Depois de fazer 2 a 0 no primeiro tempo, o Vasco usou de todos os recursos que lhe permite São Januário para segurar a vitória. Fez cera, parou o jogo com muitas faltas e até usou o velho recurso de esconder as bolas. Mas não se pode dizer que o time carioca não tenha lutado até o fim. O Santos fez um gol no início do segundo tempo e esteve perto de empatar, mas foi um time atrapalhado, sem vibração, bem diferente daquele que venceu o Cruzeiro no sábado.

Ainda dá pra dizer que o árbitro, Wilton Pereira Sampaio, não deu um pênalti sobre Durval no final do primeiro tempo. Pênalti que o comentarista do Sportv, André Lofredo, viu fora da área… No mais o árbitro até que foi bem e chegou a expulsar o zagueiro Jumar, do Vasco, depois que este fez a miliomésima falta sobre Neymar.

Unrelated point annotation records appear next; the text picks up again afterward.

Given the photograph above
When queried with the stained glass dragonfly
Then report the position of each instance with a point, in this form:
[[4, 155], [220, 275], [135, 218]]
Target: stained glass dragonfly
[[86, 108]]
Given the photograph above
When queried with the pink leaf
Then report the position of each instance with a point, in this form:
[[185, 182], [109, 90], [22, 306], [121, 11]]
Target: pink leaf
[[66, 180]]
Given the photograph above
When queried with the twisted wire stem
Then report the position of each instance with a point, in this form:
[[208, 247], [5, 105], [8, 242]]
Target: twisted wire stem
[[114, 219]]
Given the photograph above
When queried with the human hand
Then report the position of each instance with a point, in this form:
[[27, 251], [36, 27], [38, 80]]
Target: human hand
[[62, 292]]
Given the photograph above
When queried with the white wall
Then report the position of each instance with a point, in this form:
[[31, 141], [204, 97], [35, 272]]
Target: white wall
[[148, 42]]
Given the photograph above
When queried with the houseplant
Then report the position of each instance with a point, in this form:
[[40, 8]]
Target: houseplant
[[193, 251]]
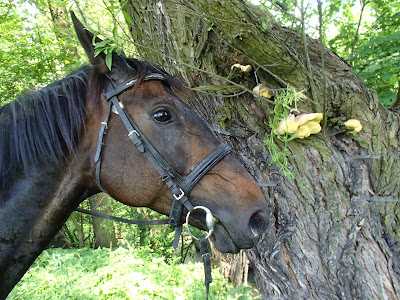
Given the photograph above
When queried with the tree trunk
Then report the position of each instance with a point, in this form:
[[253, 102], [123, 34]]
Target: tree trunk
[[104, 231], [337, 223]]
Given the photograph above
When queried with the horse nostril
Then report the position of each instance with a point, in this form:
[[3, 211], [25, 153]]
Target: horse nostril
[[257, 224]]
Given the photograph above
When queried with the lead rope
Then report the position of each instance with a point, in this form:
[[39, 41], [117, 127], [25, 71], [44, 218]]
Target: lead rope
[[206, 257]]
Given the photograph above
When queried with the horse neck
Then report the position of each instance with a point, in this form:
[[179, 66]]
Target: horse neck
[[32, 210]]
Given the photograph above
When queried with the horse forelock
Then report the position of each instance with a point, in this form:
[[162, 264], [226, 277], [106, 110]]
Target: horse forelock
[[42, 126]]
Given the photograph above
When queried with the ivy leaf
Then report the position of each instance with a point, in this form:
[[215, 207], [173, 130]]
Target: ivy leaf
[[109, 60]]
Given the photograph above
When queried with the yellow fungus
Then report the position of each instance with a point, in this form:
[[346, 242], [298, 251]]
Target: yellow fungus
[[288, 125], [301, 126], [243, 68], [262, 91], [353, 126]]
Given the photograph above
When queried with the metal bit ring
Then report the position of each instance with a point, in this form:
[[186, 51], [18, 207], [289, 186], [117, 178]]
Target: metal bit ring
[[210, 221]]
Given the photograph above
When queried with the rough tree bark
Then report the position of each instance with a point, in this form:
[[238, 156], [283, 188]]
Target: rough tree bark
[[337, 224]]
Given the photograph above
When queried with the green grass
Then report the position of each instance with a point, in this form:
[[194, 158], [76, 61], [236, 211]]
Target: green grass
[[119, 274]]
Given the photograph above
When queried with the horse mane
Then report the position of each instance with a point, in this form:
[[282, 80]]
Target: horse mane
[[44, 126]]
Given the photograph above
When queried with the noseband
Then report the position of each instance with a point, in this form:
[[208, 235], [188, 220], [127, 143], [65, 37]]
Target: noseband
[[179, 186]]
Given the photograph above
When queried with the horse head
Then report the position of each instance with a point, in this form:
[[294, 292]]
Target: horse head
[[180, 137]]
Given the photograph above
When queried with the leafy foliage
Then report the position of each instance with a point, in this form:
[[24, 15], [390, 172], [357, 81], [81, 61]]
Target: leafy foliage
[[363, 32], [31, 55], [285, 103], [119, 274]]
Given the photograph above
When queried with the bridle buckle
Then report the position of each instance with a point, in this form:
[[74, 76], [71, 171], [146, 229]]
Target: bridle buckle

Por falar em Neymar, novamente o Menino de Ouro foi a estrela solitária do Santos. Apanhou como gente grande o tempo todo, e ficou quieto. O que o chutaram por trás, foi brincadeira. Como se temia, Neymar não teve com quem tabelar, já que Marcel foi escalado, mas não visto em campo, e Alex Sandro parece que gastou todo o seu futebol no gol de placa contra o Cruzeiro.

O Santos teve mais posse de bola e no segundo tempo encurralou o Vasco, mas faltou criatividade, precisão e inteligência na hora de criar as chances de gol. Por outro lado, o Vasco, irritantemente, aproveitava todo lance para ganhar tempo.

Após um chute para fora, o goleiro vascaíno, Fernando Prass, atirou-se mais uma vez ao gramado. Era evidente que não tinha nada, mas segundo a repórter do Sportv, seguia a ordem que vinha do banco de reservas do Vasco, que gritava: “Cai, cai. Cai…” Sim, para não cair para a Série B, os jogadores do Vasco caiam em campo como moscas…

Mas isso já era esperado. A situação desesperadora do time carioca fazia prever um comportamento assim, que passaria ao largo da ética. Segundo o repórter da Rádio Transamérica os jogadores do Vasco esconderam as bolas atrás da ambulância. Mas é claro que o torcedor vascaíno achou ótimo. Para o aflito comentarista do Sportv, por exemplo – que ficou o tempo todo dizendo o que o Vasco deveria fazer para segurar os três pontos –, a vitória foi “heróica”.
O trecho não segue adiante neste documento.